We all have relatives or friends who live in some part of the USA. Just like many of my neighbours who now live in Canada when my ancestors came from different parts of Europe to North America, their families lived in what is now called the USA for generations before migrating to what is now Canada. We still see refugees trying to come north across the border legally or illegally.
The Free Trade Agreement (FTA) between the US and Canada was signed in 1989. It was replaced by the North American Free Trade Agreement (NAFTA) in 2004 when it included Canada, the US, and Mexico.
Countless debates and arguments have been held in board rooms, government buildings and on the street about gains and losses from both the FTA and NAFTA. From country to country, industry to industry and community to community we have seen both gains and losses.This time the renegotiation of NAFTA has made everyone concerned about the outcome.
When a trade war started in 2017 and both tariffs and embargos were placed on various products and goods by and to countries not even included in NAFTA, innocent consumers and taxpayers became financially hurt. Canada is the USA’s largest supplier of aluminum. It was one of the first products to be targeted when the USA placed a high tariff on aluminum. Many new US built cars and trucks now use aluminum in their construction to reduce weight. Beer cans are also made from Canadian aluminum and recently the price of US canned beer increased significantly.
When the USA targeted China with some restrictions, China immediately stopped buying soybeans from the US. This gigantic drop in US exports in soy lowered the price of soybeans by $2.20 per bushel. This was a terrible blow to the US grain farmer.
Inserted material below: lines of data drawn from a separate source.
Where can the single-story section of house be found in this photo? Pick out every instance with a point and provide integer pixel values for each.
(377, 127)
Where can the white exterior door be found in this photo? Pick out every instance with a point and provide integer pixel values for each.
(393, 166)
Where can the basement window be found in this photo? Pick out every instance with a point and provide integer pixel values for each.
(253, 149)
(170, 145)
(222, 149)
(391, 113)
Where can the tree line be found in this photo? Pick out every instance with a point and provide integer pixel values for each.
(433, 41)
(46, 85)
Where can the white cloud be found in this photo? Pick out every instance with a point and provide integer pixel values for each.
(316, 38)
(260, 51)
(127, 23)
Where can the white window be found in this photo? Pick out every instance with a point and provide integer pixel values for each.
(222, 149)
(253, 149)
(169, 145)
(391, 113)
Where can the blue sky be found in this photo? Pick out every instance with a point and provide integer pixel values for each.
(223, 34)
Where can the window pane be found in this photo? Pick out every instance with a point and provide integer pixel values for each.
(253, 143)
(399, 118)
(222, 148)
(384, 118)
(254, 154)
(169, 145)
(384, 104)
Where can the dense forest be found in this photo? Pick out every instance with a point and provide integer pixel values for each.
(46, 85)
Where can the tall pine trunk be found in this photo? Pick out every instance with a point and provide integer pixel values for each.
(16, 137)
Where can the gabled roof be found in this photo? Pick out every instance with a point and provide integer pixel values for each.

After the price of US soybeans dropped by $2.20 per bushel, China bought boatloads of these now bargain priced beans and filled up their grain storages.
By this time the US grain farmers were in financial distress and the US borrowed billions of dollars from China to bail out the US grain farmers. China has been a large financier of the USA for many years but now the US taxpayer has to pay interest on this last billion dollar bailout until they pay off the loan.
One of the present US president’s largest targets in the trade war has been the Canadian supply management system for marketing milk, poultry and eggs.
Canada’s supply management system of marketing has often been cited as the best system in the world. The free market system used in the USA for marketing dairy products has left them with the largest mountain of surplus cheese in history and much of it will rot before it is even used, given away, or rotated by cheese just produced.
The states of Wisconsin, Michigan and New York now produce more surplus milk each day than Canada’s most populated province Ontario can consume.
California is the USA’s largest dairy state. If we shot every milk cow in Canada, and gave 100 per cent of the Canadian dairy market to the US it would not solve their surplus milk situation!
Just last month, hundreds of US dairy farmers, milk co-ops and milk processors gathered in New York for a conference to put forward solutions to the enormous dairy surplus in the US where farmers are declaring bankruptcy on dairy farms that have been run by the same families for five and six generations. Suicide in the US dairy farming communities has been skyrocketing. This conference of dairy leaders from all over the US came up with the same proposals that Canadian dairy leaders did in Canada in the 1960s when Canada was dumping surplus dairy products and eggs in the ocean because of unregulated production.
Some of the suggestions presented were:
1. Introduce a floor price, like Canada’s cost of production formula;
2. Restrict production, like Canada’s Quota system;
3. Allow for farms to expand and bring in the next generation, like Canada’s supply management system does.
Some larger US dairy farms are losing more than $10,000 per day. An American dairy export agency has recently estimated that retaliatory tariffs on US dairy products exported to other countries in the world could cost the US more than 16 billion dollars.
Canada cannot solve all the problems our big neighbour to the south has but just like a little brother does to his unfortunate big brother, we can sympathize and offer ideas.
Chris Judd is a farmer in Clarendon
on land that has been in his family for generations.